There are 5 stages in the development of art in children as described by Salome and Moore. The first stage is the “scribble stage” characterised by 3 stages of its own. These 3 smaller stages; random scribbling, controlled scribbling and naming of scribbling all occur in children between the ages of two and four. It is at this last stage of scribbling that shifts from mark making in a purely movement and kinaesthetic manner to a representational endeavor. Children begin to associate their scribbles with things and begin using scribbling and drawing as a way to represent something. The step prior to this is where our dear friend imagination arrives, children start to “see” things in scribbles; making out shapes and forms.

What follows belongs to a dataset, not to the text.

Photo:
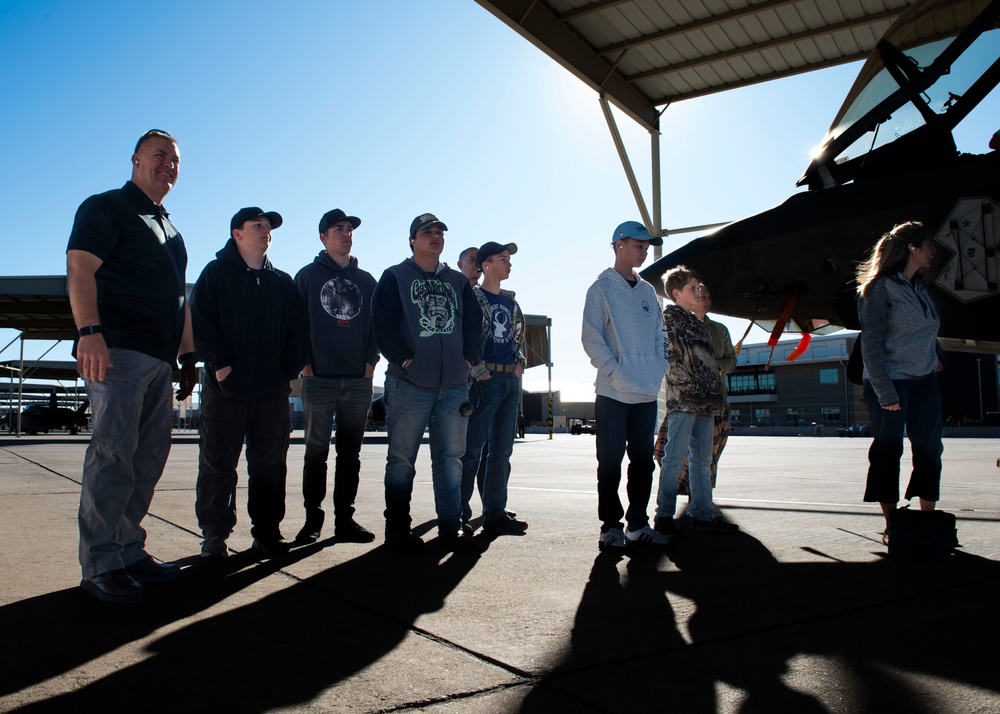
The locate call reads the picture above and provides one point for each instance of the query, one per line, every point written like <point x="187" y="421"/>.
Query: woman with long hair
<point x="901" y="357"/>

So for many a child this all happens pretty naturally. They are lucky enough to be provided with crayons, pencils and paper and given time to scribble, scribble, scribble, imagine, draw and story tell. But what happens when children have unusual experiences? When they do not feel safe to draw or play, or for some reason or another their development goes a little awry? As an art therapist, I have met many children who have complex social and emotional experiences and their imaginative functioning is restricted. Imaginative functioning is important for social skills, developing identity, problem solving and much more. So what can we do to assist children with poor sense of body movement, emotional skills or imagination? What activities can we do to boost our own and healthy children’s imagination? One answer is we can scribble. The best thing about scribbling is that it not only boosts the imagination but it can also be a way to connect. I use these scribble activities to break the ice, build rapport, have a giggle, get my brains and hands warmed up and connect with others:
- Scribble Chasey
Find the largest piece of paper you can (try butchers paper or brown wrapping paper), or a flat piece of sidewalk/path. You need two people for this one. Choose a drawing implement, different colours each (chalk if your using the pavement). One person is “it”. The chaser follows the it person as they scribble with their own pen or pencil! Try and keep up. Swap roles and play a few rounds!The crazier the scribble gets the harder it is to catch.
- Scribble Swap
Scribble swap has to be my most used activity as an art therapist -ever. Yep ever! Again it requires a minimum of two people to play. Have a timer or count to ten and each person freely scribbles on a piece of paper in a single colour. Swap scribbles and you now have to make a picture from the scribble you received.
- Mr Squiggle
Who remember Mr Squiggle on the ABC? Draw 2-5 shapes or lines on a piece of paper and swap with another person. Now get your thinking cap on and use the lines and shapes to make a picture.
There are so many variations of scribble games and activities (Find some more here at the YMC Club). Write a list, design some of your own and try a new one each day. You will soon have favorites and your imagination will thank you.